HALT Act repeal dies in committee, prison union worries about inmate violence

Published: Apr. 27, 2023 at 5:59 PM EDT
Email This Link
Share on Pinterest
Share on LinkedIn

ALBANY, New York (WWNY) - A bill in the state Senate to repeal the HALT Act is voted down. HALT, standing for Humane Alternatives to Long Term Solitary, limits how long state prison inmates can be placed in special housing units. HALT isn’t popular with corrections officers.

With the majority voting against a bill to repeal the current HALT Act, the Senate Crime Victims, Crime and Corrections Committee says it doesn’t mean lawmakers are turning a blind eye to the increase of violence in state prisons.

“We really appreciate that every member of this committee is committed to reducing violence in correctional facilities, which is a very serious problem,” said Julia Salazar, committee chair.

Several on the committee went on to say that HALT is intended to reduce violence and believe it is not being properly implemented at facilities.

“In the face of lack of proper implementation of HALT, I think it is an especially wrong approach to this,” said one committee member.

North country state Senator Dan Stec sponsored the bill to repeal HALT.

In a news release, Stec says since HALT was enacted, violence in correctional facilities, in and out of the rehabilitation units, has gone up. “It’s disturbing that despite the overwhelming amount of data showing how unsafe HALT has been, Senate Democrats refused to take my measure to repeal it,” he said.

The HALT Act limits how long violent prisoners can spend in segregated housing to 15 days. Before it was 90 or more.

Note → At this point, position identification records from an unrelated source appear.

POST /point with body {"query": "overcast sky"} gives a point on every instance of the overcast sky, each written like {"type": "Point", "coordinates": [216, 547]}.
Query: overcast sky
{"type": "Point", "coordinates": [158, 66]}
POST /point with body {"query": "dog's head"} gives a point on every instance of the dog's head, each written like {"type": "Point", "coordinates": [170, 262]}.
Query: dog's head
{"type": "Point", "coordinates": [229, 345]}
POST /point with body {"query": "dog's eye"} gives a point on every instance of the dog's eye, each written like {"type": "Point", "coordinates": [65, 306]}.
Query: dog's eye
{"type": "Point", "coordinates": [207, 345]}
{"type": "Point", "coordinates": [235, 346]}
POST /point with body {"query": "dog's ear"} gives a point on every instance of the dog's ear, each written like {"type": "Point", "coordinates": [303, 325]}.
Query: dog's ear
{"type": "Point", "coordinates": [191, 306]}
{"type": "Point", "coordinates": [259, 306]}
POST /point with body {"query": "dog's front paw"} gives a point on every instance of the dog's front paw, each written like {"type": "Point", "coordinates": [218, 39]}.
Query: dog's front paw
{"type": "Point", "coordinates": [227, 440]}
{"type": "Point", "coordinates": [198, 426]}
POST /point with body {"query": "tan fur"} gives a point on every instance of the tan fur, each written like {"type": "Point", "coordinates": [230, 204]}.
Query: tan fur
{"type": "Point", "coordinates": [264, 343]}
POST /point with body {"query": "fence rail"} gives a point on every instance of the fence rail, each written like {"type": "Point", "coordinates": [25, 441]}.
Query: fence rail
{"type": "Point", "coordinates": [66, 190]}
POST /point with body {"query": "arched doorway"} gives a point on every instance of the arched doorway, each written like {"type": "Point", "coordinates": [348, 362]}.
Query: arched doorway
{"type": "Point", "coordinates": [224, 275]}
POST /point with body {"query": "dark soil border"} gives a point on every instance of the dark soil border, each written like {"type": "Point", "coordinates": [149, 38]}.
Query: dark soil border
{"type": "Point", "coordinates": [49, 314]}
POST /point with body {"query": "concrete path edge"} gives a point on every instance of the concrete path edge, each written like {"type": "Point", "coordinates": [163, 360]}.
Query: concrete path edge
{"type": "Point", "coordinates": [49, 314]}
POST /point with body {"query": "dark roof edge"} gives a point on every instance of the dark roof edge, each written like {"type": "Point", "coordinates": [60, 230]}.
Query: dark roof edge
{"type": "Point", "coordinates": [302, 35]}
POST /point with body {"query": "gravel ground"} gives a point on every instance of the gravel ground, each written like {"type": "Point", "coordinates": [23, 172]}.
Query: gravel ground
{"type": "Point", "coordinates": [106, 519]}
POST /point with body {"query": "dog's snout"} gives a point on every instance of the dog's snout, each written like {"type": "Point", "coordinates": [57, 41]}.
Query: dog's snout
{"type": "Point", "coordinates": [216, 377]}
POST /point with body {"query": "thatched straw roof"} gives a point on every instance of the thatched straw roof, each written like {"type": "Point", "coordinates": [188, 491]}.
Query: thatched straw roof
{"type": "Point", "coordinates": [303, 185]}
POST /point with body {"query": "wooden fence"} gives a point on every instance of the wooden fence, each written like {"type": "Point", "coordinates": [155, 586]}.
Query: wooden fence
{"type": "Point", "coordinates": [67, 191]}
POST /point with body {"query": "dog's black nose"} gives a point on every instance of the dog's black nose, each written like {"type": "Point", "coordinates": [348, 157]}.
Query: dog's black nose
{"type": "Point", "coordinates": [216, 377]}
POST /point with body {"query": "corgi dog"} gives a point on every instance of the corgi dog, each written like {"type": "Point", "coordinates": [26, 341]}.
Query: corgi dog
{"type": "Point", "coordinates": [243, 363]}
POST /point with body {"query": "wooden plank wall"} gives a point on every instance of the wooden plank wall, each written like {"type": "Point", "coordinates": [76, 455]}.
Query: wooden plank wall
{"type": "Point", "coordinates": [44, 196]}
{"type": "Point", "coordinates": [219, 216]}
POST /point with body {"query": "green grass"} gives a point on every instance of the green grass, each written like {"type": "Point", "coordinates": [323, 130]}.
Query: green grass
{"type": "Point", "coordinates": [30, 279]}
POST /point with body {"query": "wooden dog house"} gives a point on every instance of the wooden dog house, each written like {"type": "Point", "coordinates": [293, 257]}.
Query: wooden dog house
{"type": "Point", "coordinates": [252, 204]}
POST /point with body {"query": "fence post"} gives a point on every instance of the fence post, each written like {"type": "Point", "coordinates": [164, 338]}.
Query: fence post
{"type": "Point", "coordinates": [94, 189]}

The head of a prison workers union says since HALT was put in place, more of his members, the prison guards, are getting hurt by inmates.

“The assaults on staff completely unprovoked, beating down correction officers, beating down other inmates, slashing, the acts are just increasing, it’s troubling,” said Mike Powers, NYSCOPBA president.

Stec’s bill to get rid of HALT appears to be dead, not getting out of the committee. Stec says he will keep pushing to get safer conditions inside state prisons.